Ethics Reform

For release September 17, 2020

San Diego's citizens rely on their government to represent them, not special interests.  That's why we make lobbyists register when they're getting paid to influence public opinions.

But there are loopholes that allow people to influence public decisions without telling the public they're getting paid by special interests. They can take money to testify at public meetings - pretending to be there on behalf of the community and passing off their paid testimony as evidence of true community support.  

Indeed, a clever lobbyist could stop registering with the city entirely and hide all of their client activity this way.  They can actively advertise their ability to influence public decisions for money by posing as community activists.  They could even advertise lists of which city boards committees that they themselves serve on, with the promise that they will be able to secretly influence city decisions in exchange for cash. 

Former San Diego Ethics Committee Chair, Gil Cabrera agrees this problem must be solved:

“When we wrote the lobbying ordinance, we did not anticipate that individuals would take special interest money to pretend to be concerned citizens expressing their views on matters before the City Council and city boards. We need to close that loophole to bring restore transparency to our public discourse.”

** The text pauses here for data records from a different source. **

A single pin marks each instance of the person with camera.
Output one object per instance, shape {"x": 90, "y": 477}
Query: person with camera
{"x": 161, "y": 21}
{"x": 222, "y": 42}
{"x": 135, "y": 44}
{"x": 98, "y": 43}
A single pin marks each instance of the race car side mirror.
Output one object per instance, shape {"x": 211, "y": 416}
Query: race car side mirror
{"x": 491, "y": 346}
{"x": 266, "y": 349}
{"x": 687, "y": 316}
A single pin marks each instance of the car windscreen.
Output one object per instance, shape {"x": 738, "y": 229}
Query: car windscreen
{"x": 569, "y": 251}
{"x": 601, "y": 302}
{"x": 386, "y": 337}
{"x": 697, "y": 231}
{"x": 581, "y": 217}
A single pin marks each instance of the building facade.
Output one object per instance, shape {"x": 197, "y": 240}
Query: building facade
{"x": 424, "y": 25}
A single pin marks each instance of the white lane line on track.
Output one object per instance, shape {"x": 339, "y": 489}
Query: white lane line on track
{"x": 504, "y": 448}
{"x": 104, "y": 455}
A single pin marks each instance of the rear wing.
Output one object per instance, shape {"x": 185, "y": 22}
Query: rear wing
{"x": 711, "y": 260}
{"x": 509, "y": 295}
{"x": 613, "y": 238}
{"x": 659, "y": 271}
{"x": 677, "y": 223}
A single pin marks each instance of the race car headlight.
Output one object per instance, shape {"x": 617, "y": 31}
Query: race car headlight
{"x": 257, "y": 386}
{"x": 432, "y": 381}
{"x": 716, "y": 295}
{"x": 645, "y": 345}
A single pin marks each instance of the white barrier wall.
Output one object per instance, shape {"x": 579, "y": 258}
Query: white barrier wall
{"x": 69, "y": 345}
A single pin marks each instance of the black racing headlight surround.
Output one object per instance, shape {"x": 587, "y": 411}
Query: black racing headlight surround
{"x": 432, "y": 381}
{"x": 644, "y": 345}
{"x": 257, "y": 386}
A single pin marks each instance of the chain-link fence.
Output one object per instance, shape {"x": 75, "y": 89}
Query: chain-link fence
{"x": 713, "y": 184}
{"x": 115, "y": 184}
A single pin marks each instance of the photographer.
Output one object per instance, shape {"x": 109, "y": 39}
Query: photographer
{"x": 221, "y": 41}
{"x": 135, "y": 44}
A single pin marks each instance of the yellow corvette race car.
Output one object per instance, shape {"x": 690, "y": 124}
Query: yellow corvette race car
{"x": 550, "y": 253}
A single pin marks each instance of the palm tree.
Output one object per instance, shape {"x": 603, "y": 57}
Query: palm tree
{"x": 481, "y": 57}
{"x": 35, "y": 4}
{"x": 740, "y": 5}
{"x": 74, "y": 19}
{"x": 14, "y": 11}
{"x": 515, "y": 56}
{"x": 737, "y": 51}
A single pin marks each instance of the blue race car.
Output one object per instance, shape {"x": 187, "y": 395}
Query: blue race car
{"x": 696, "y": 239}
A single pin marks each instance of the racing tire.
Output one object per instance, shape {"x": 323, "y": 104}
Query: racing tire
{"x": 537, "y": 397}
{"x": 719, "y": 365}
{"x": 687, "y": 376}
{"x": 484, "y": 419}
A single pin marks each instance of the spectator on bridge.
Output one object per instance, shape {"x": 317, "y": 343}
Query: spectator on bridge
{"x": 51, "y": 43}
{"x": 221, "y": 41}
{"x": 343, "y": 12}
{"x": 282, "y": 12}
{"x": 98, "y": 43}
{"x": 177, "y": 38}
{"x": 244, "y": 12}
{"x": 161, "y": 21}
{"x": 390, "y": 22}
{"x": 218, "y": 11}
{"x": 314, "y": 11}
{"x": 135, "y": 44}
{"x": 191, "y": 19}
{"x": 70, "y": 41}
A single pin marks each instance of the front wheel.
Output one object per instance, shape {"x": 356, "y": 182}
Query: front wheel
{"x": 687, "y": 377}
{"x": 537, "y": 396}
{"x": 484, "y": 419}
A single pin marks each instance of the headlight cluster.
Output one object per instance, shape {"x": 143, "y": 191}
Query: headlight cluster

That's why I'm proposing a new addition to the San Diego lobbying ordinance. Under this proposal

1) We will require lobbyists, their subcontractors, and others who are paid to testify at public meetings, to disclose that fact at the beginning of their comments or testimony. 
2) We will expand the reporting requirements, conflict of interest, and lobbying rules to include more board and commission members; and
3) We will bar lobbyists from advertising their roles on boards and commissions to get lobbying clients.

San Diegans deserve better. It's long past time to close these loopholes.